Nevertheless, there are documents that the court, in most cases, will be persuaded to order be disclosed. For example, it would be an extraordinary case where trustees would not be ordered to disclose trust accounts. While every invocation of the court's jurisdiction will be considered on its merits, the decision in Lewis provides examples of reasons for refusing disclosure which may (and did) not wash:

  • The court will not simply accept on the ‘say-so’ of the trustees that beneficiaries have already had sufficient information. While the amount of information already provided to beneficiaries may be relevant as to whether more should be provided, the opinion of the trustees as to sufficiency will not exclude the court’s jurisdiction.
  • The so-called Londonderry principle (named after Londonderry's Settlement [1965] Ch 918) that trustees will not be required to disclose documents relating to the exercise of their dispositive powers, does not apply to the administrative functions of the trustees. Trustees may refuse to disclose documents that reveal their reasoning for bestowing one level of benefit on Beneficiary A and a different level of benefit on Beneficiary B but may not refuse to explain their reasoning for not providing disclosure.
  • Trustees cannot assert legal professional privilege against the beneficiaries where the legal advice was paid for out of trust funds. While they may be able to assert privilege against third parties in such circumstances, if they want privilege to protect against disclosure to the beneficiaries, they must fund the advice themselves.

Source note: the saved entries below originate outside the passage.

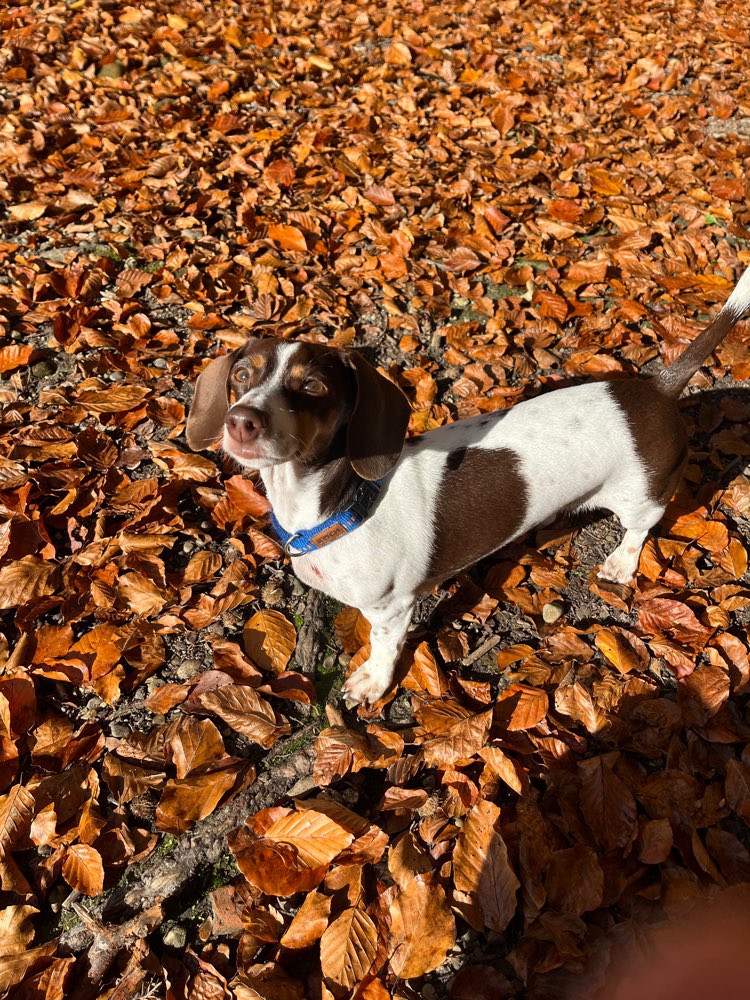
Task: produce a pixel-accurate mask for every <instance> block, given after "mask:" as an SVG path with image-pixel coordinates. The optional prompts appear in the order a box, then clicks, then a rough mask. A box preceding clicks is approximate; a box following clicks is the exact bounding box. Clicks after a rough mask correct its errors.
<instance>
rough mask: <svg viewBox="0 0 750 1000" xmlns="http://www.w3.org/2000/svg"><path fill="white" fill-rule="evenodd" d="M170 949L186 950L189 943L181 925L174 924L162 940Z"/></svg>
mask: <svg viewBox="0 0 750 1000" xmlns="http://www.w3.org/2000/svg"><path fill="white" fill-rule="evenodd" d="M162 940H163V941H164V944H165V945H166V946H167V947H168V948H180V949H181V948H184V947H185V942H186V941H187V932H186V931H185V928H184V927H180V925H179V924H173V925H172V926H171V927H170V928H169V930H168V931H167V933H166V934H165V935H164V937H163V938H162Z"/></svg>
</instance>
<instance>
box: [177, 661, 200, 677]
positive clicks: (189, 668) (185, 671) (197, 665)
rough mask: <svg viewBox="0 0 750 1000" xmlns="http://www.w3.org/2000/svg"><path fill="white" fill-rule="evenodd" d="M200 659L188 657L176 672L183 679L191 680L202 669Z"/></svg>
mask: <svg viewBox="0 0 750 1000" xmlns="http://www.w3.org/2000/svg"><path fill="white" fill-rule="evenodd" d="M200 668H201V665H200V660H195V659H192V658H191V659H187V660H183V661H182V663H181V664H180V665H179V667H178V668H177V669H176V670H175V674H176V675H177V677H178V678H179V679H180V680H181V681H187V680H190V678H191V677H194V676H195V674H197V673H198V671H199V670H200Z"/></svg>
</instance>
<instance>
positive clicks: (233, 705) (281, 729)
mask: <svg viewBox="0 0 750 1000" xmlns="http://www.w3.org/2000/svg"><path fill="white" fill-rule="evenodd" d="M199 701H200V703H201V705H203V707H204V708H206V709H208V711H209V712H215V713H216V715H218V716H219V717H220V718H221V719H223V720H224V722H226V724H227V725H228V726H230V727H231V728H232V729H234V730H235V731H236V732H238V733H242V735H243V736H245V737H247V739H249V740H252V742H253V743H259V744H260V745H261V746H262V747H266V748H268V747H272V746H273V745H274V743H275V742H276V740H277V739H278V738H279V737H280V736H281V735H282V734H283V733H285V732H289V726H288V724H286V723H279V722H277V720H276V713H275V712H274V710H273V709H272V708H271V706H270V705H269V704H268V702H267V701H266V700H265V699H264V698H262V697H261V696H260V695H259V694H258V693H257V692H256V691H254V690H253V688H251V687H248V686H247V685H245V684H228V685H226V686H225V687H220V688H217V689H216V690H215V691H206V692H205V693H203V694H201V695H200V696H199Z"/></svg>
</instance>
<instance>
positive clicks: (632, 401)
mask: <svg viewBox="0 0 750 1000" xmlns="http://www.w3.org/2000/svg"><path fill="white" fill-rule="evenodd" d="M608 385H609V391H610V392H611V394H612V396H613V397H614V399H615V400H616V402H617V404H618V406H619V407H620V409H621V410H622V411H623V413H624V414H625V418H626V420H627V422H628V428H629V429H630V433H631V435H632V436H633V442H634V444H635V447H636V451H637V452H638V455H639V456H640V458H641V461H642V462H643V464H644V466H645V467H646V474H647V476H648V482H649V492H650V494H651V497H652V499H654V500H664V502H666V500H668V499H669V496H671V494H672V492H673V491H674V489H675V488H676V483H675V478H677V479H679V471H680V469H681V468H682V466H683V464H684V462H685V459H686V457H687V434H686V432H685V425H684V424H683V422H682V417H681V416H680V412H679V410H678V409H677V404H676V403H675V401H674V400H673V399H670V398H669V397H668V396H667V395H665V394H664V393H663V392H660V391H659V390H658V388H657V387H656V385H655V384H654V382H653V381H651V380H648V381H646V380H638V379H623V380H622V381H619V380H614V381H612V382H609V383H608ZM665 492H668V493H669V496H666V497H665V496H664V494H665Z"/></svg>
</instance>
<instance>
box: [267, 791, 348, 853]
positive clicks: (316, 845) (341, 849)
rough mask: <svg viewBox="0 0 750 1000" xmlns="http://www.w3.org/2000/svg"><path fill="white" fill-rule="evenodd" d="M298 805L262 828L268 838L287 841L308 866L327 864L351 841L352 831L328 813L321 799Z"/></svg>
mask: <svg viewBox="0 0 750 1000" xmlns="http://www.w3.org/2000/svg"><path fill="white" fill-rule="evenodd" d="M300 806H301V808H300V809H299V810H289V812H288V813H286V814H285V815H284V816H281V817H279V819H277V820H276V822H275V823H273V824H272V825H271V826H270V827H269V828H268V829H267V830H265V831H264V832H265V836H266V838H267V839H268V840H270V841H281V842H283V843H285V844H291V845H292V846H293V847H295V848H296V850H297V855H298V857H299V858H301V859H302V861H304V862H305V864H306V865H308V866H309V867H310V868H316V867H320V866H322V865H327V864H328V863H329V862H331V861H333V859H334V858H335V857H336V855H337V854H340V853H341V852H342V851H343V850H344V848H345V847H349V845H350V844H351V843H352V842H353V840H354V836H355V834H354V831H352V830H351V829H345V828H344V827H343V826H341V824H340V823H338V822H336V820H335V819H333V818H332V817H331V816H330V815H328V811H324V806H325V803H324V802H323V801H322V800H321V801H319V802H316V800H309V801H307V802H305V803H301V804H300ZM317 806H320V807H317Z"/></svg>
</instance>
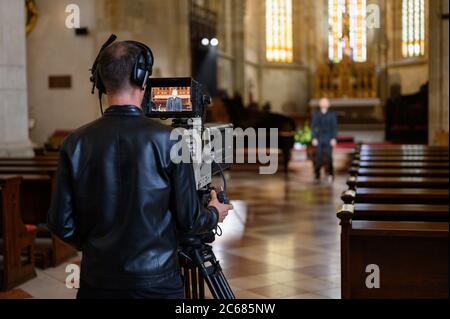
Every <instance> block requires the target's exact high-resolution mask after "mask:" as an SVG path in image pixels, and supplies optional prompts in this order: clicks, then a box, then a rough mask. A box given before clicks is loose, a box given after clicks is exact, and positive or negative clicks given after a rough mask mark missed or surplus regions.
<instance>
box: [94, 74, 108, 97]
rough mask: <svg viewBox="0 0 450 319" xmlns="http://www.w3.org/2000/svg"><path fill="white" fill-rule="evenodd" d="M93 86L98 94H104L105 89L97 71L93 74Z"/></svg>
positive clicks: (100, 77) (103, 84) (99, 75)
mask: <svg viewBox="0 0 450 319" xmlns="http://www.w3.org/2000/svg"><path fill="white" fill-rule="evenodd" d="M95 86H96V88H97V90H98V92H99V93H100V94H106V88H105V85H104V84H103V81H102V78H101V76H100V72H99V71H98V70H97V71H96V72H95Z"/></svg>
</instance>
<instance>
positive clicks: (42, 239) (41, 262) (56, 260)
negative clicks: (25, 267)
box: [0, 167, 78, 269]
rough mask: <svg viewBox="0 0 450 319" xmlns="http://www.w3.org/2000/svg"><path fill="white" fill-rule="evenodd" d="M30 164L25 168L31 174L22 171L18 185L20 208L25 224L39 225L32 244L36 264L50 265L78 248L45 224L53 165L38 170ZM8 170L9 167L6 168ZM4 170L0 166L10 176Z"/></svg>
mask: <svg viewBox="0 0 450 319" xmlns="http://www.w3.org/2000/svg"><path fill="white" fill-rule="evenodd" d="M19 168H23V167H19ZM32 168H33V167H31V169H30V170H27V171H30V172H33V174H22V175H21V176H22V177H23V182H22V189H21V195H22V196H21V198H22V200H21V202H22V207H23V209H22V211H23V218H24V221H25V222H26V223H27V224H33V225H38V238H37V240H36V247H35V257H36V265H37V266H38V267H39V268H43V269H45V268H48V267H50V266H52V267H55V266H57V265H60V264H61V263H63V262H65V261H67V260H68V259H70V258H72V257H74V256H76V255H77V253H78V252H77V250H76V249H74V248H73V247H71V246H69V245H67V244H65V243H64V242H62V241H61V240H59V239H58V238H57V237H56V236H54V235H52V234H51V233H50V232H49V230H48V229H47V227H46V224H47V214H48V209H49V208H50V202H51V194H52V189H53V186H54V177H55V171H56V169H55V168H52V169H47V168H46V169H44V170H41V169H40V168H35V169H32ZM10 171H11V170H9V169H8V170H7V171H6V172H7V173H8V172H10ZM13 171H14V170H13ZM20 171H22V170H20ZM4 173H5V171H4V170H3V167H0V178H1V177H3V178H5V177H8V176H9V175H1V174H4ZM40 173H42V174H40ZM44 173H47V174H44Z"/></svg>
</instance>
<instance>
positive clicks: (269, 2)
mask: <svg viewBox="0 0 450 319" xmlns="http://www.w3.org/2000/svg"><path fill="white" fill-rule="evenodd" d="M292 29H293V25H292V0H266V58H267V61H269V62H280V63H292V62H293V61H294V39H293V33H292V32H293V30H292Z"/></svg>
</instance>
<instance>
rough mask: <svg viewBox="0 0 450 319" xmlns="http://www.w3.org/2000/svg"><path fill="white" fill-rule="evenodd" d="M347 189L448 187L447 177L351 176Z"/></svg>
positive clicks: (442, 187) (353, 189)
mask: <svg viewBox="0 0 450 319" xmlns="http://www.w3.org/2000/svg"><path fill="white" fill-rule="evenodd" d="M347 185H348V187H349V189H351V190H355V189H356V188H403V189H405V188H444V189H447V188H448V187H449V179H448V178H447V177H402V176H400V177H367V176H351V177H350V178H349V179H348V180H347Z"/></svg>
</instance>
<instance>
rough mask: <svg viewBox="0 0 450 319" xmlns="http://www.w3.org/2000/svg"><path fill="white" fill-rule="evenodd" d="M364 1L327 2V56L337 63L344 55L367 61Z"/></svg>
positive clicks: (365, 18)
mask: <svg viewBox="0 0 450 319" xmlns="http://www.w3.org/2000/svg"><path fill="white" fill-rule="evenodd" d="M366 5H367V3H366V0H328V25H329V33H328V51H329V53H328V56H329V59H330V60H331V61H333V62H334V63H338V62H340V61H341V60H342V58H343V55H344V54H348V55H350V57H351V58H352V59H353V61H355V62H365V61H366V60H367V26H366V15H367V11H366Z"/></svg>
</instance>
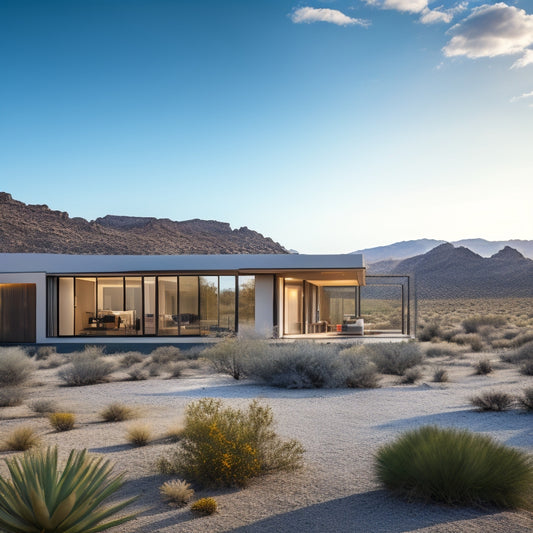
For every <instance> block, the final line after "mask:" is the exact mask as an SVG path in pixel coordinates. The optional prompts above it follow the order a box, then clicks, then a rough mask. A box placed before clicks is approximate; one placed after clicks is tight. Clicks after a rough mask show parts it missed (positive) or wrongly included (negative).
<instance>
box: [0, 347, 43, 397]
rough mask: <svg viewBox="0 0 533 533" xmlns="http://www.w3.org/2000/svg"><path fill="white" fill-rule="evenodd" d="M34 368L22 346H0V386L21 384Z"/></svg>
mask: <svg viewBox="0 0 533 533" xmlns="http://www.w3.org/2000/svg"><path fill="white" fill-rule="evenodd" d="M34 368H35V367H34V365H33V362H32V361H31V359H30V358H29V357H28V354H27V353H26V352H25V351H24V350H23V349H22V348H20V347H18V346H13V347H9V348H0V387H18V386H20V385H23V384H24V383H26V382H27V381H28V380H29V379H30V378H31V375H32V373H33V371H34Z"/></svg>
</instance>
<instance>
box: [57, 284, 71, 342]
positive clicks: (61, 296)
mask: <svg viewBox="0 0 533 533" xmlns="http://www.w3.org/2000/svg"><path fill="white" fill-rule="evenodd" d="M58 313H59V335H74V278H59V309H58Z"/></svg>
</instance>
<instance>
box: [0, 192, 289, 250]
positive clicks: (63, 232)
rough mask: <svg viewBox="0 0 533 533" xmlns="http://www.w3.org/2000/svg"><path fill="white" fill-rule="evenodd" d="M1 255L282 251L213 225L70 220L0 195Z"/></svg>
mask: <svg viewBox="0 0 533 533" xmlns="http://www.w3.org/2000/svg"><path fill="white" fill-rule="evenodd" d="M0 252H7V253H28V252H29V253H63V254H109V255H130V254H131V255H149V254H153V255H167V254H168V255H172V254H231V253H235V254H237V253H252V254H267V253H268V254H279V253H287V250H286V249H285V248H284V247H283V246H281V245H280V244H279V243H277V242H274V241H273V240H272V239H270V238H268V237H264V236H263V235H261V234H260V233H258V232H256V231H253V230H250V229H248V228H247V227H242V228H239V229H234V230H233V229H231V226H230V225H229V224H228V223H226V222H218V221H216V220H199V219H194V220H185V221H181V222H180V221H173V220H170V219H158V218H155V217H127V216H116V215H107V216H105V217H102V218H97V219H96V220H92V221H87V220H85V219H84V218H80V217H73V218H71V217H70V216H69V214H68V213H67V212H64V211H54V210H52V209H49V207H48V206H47V205H31V204H25V203H23V202H19V201H18V200H14V199H13V198H12V196H11V195H10V194H8V193H5V192H0Z"/></svg>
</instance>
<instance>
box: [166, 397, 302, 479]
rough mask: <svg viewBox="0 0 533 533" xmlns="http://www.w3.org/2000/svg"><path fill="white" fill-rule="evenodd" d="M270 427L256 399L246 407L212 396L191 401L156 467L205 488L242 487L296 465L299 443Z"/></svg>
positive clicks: (264, 413)
mask: <svg viewBox="0 0 533 533" xmlns="http://www.w3.org/2000/svg"><path fill="white" fill-rule="evenodd" d="M273 426H274V419H273V415H272V410H271V409H270V407H267V406H262V405H260V404H259V402H258V401H256V400H254V401H253V402H251V403H250V405H249V406H248V408H247V409H246V410H241V409H234V408H232V407H226V406H224V405H223V404H222V402H221V401H220V400H215V399H208V398H204V399H201V400H198V401H195V402H192V403H190V404H189V405H188V406H187V409H186V415H185V425H184V430H183V435H182V438H181V440H180V442H179V444H178V445H177V449H176V451H175V452H174V454H173V455H172V456H170V458H162V459H160V461H159V464H158V467H159V470H160V471H162V472H164V473H177V474H182V475H183V476H184V477H186V478H187V479H190V480H194V481H196V482H198V483H199V484H201V485H203V486H205V487H234V486H237V487H242V486H245V485H246V484H247V483H248V481H249V480H250V479H251V478H253V477H256V476H259V475H262V474H265V473H268V472H273V471H279V470H284V471H290V470H294V469H296V468H298V467H300V466H301V463H302V455H303V452H304V450H303V447H302V445H301V444H300V443H299V442H298V441H296V440H288V441H283V440H281V439H280V438H279V437H278V435H277V434H276V433H275V432H274V430H273Z"/></svg>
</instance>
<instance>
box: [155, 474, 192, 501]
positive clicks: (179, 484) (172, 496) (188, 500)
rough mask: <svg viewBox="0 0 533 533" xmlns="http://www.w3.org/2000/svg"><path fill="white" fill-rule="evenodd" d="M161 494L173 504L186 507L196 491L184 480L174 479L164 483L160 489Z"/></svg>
mask: <svg viewBox="0 0 533 533" xmlns="http://www.w3.org/2000/svg"><path fill="white" fill-rule="evenodd" d="M159 492H161V495H162V496H163V497H164V498H165V499H166V500H168V501H169V502H170V503H171V504H174V505H179V506H181V505H186V504H187V503H189V502H190V501H191V498H192V497H193V496H194V489H192V488H191V484H190V483H187V482H186V481H183V480H182V479H174V480H172V481H167V482H166V483H163V485H161V487H159Z"/></svg>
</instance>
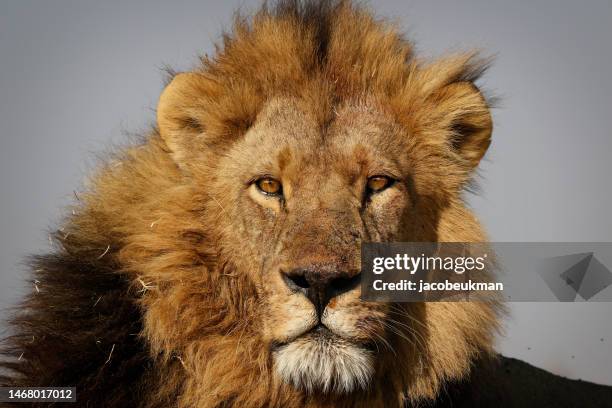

The court also provided renewed clarification of where the costs fall where beneficiaries are seeking information that they would be entitled to, but which is not already contained in documents:

information which is not in documentary form is more difficult. For one thing, it is clear that beneficiaries are not entitled to throw the costs of assembling information not already in documentary form on the trust generally. They must pay for it themselves.